Die Reorganisation in der Telekommunikationsindustrie
folgt denn auch diesem Leitgedanken. China Telecom mit Sachanlagen
von 600 Milliarden Yuan wird zerteilt, mit ihrem Kapital und
ihren Ressourcen werden andere Firmen ergänzt. Der Kapitalmangel
gilt stets als großes Hindernis für die Entwicklung der
Telekommunikationsindustrie Chinas. Wegen der „Empfindlichkeit“
dieser Branche ist die chinesische Regierung bei der Einführung
ausländischen Kapitals in diesen Industriezweig bisher
immer vorsichtig gewesen.
Dieser Widerspruch ist nun gelöst. Nach
dem WTO-Beitritt Chinas darf ausländisches Kapital, wie
von der chinesischen Regierung zugesagt, in die Telekommunikationsfirmen
investiert werden. Und kleine Telekommunikationsfirmen werden
nach Abschluss der Reorganisation gestärkt, so dass die
Risiken bei der Aufnahme ausländischen Kapitals im Wesentlichen
reduziert werden. So stehen am Ende zwei Sieger da: sowohl ausländische
als auch einheimische Firmen haben einen noch größeren
Raum zur Entwicklung. Jetzt gibt es zwei chinesische Firmen,
China Unicom und China Mobile, die schon an den Börsen
im Ausland notiert sind. Und am 11. Dezember 2001, am Tag des
Beitritts Chinas zur WTO, annullierte das Ministerium für Informationsindustrie
zwei Verordnungen zur Einschränkung ausländischer
Investitionen in die Branche des Telekommunikationswesens. Einige
Tage später wurden die neue „Bestimmungen über die Verwaltung
der ausländischen Investitionen in die Telekommunikationsfirmen“
veröffentlicht, eine der ersten nach den WTO-Regeln revidierten
Verordnungen Chinas über die Marktzulassung.

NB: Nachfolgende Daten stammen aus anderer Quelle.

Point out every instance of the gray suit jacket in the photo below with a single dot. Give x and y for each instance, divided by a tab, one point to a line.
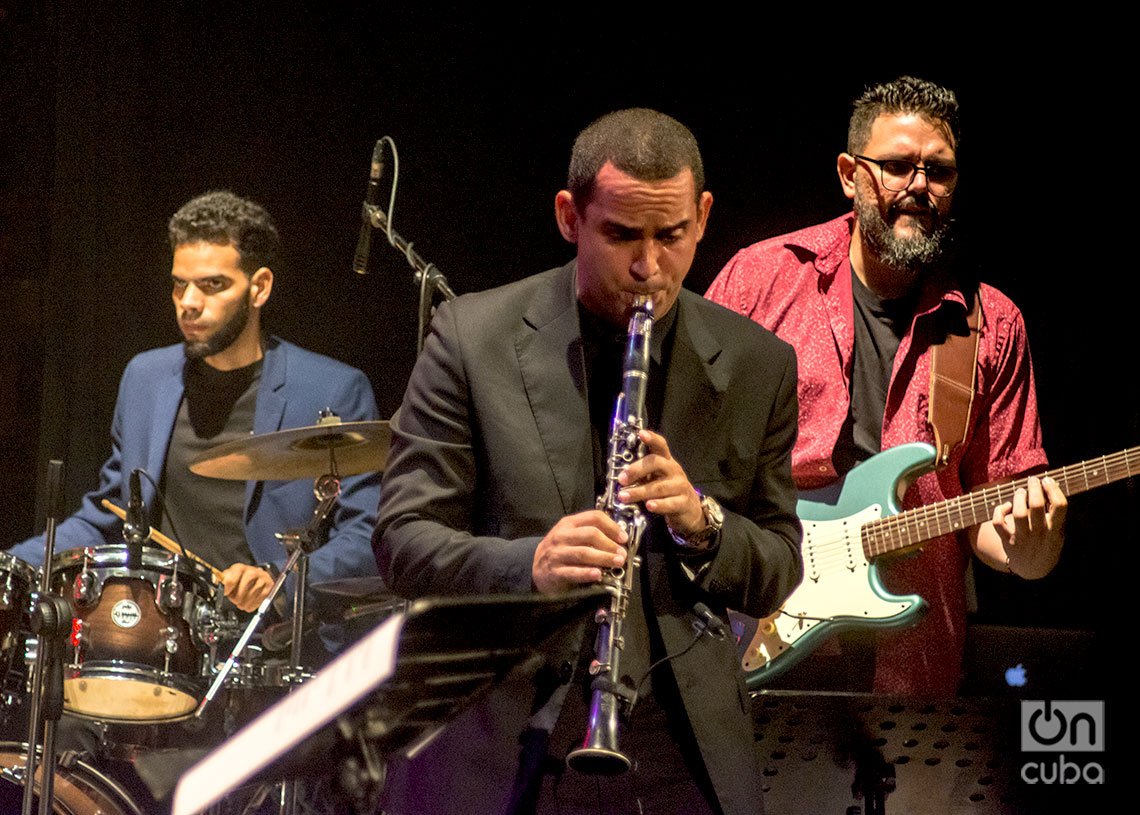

Dieses Tempo kam für viele unerwartet. In
Wirklichkeit bedeutet das alles nicht nur, dass die Kommunikationsindustrie
eine wichtige Branche ist, deren Öffnung die chinesischen
Regierung im Hinblick auf den WTO-Beitritt zusagte, sondern
auch, dass chinesische Telekommunikationsfirmen schon darauf
vorbereitet sind, die vom WTO-Beitritt hervorgebrachten Herausforderungen
anzunehmen.
Im Namen der WTO
In China gibt ist nicht nur die Telekommunikationsindustrie
den vom WTO-Beitritt mit sich gebrachten Einflüssen ausgesetzt.
Ebenfalls sind es in China nicht nur die Telekommunikationsfirmen,
die Reformen durchführen.
Seit vor einigen Jahren der Begriff „WTO-Beitritt“
aufkam, sind viele wirtschaftliche Reformen mit dem WTO-Beitritt
verbunden worden. Man sagte, dass es China ohne Reformen unmöglich
würde, der WTO beizutreten.
In Wirklichkeit ist es aber nicht so. Der
WTO-Beitritt wird der chinesischen Wirtschaft sicherlich große
Herausforderungen bringen. Ihnen soll und kann China auch entgegentreten.
In den letzten mehr als 20 Jahren seit der Einführung der Reform
und Öffnung erfuhr China große Wandlungen. Ausländische
und Privatbetriebe nehmen schon je ein Drittel des chinesischen
Marktes ein. Der Weg zur Marktwirtschaft ist längst nicht
mehr umkehrbar. Das alles wurde aber nicht im Hinblick auf den
WTO-Beitritt unternommen.
Seit einigen Jahren wird die chinesische Wirtschaftsreform
allmählich vertieft. Auch manche „empfindliche“ Branchen
wie Finanzwesen, Telekommunikationswesen und Kernproduktionsindustrien
werden dem privaten und ausländischen Kapital geöffnet.
Die chinesische Wirtschaft richtet sich nach den internationalen
Normen. Das alles ist eine notwendige Etappe für die chinesische
Wirtschaftsreform, ganz gleich, ob China der WTO beitritt oder
nicht.
Die WTO bietet der chinesischen Reform aber
eine gute Gelegenheit. Um sich nach den internationalen Normen
zu richten und die vom WTO-Beitritt hervorgebrachten Herausforderungen
anzunehmen, muss das Tempo der Reform auf allen Gebieten beschleunigt
werden. Manche Widerstände werden dadurch leichter überwunden.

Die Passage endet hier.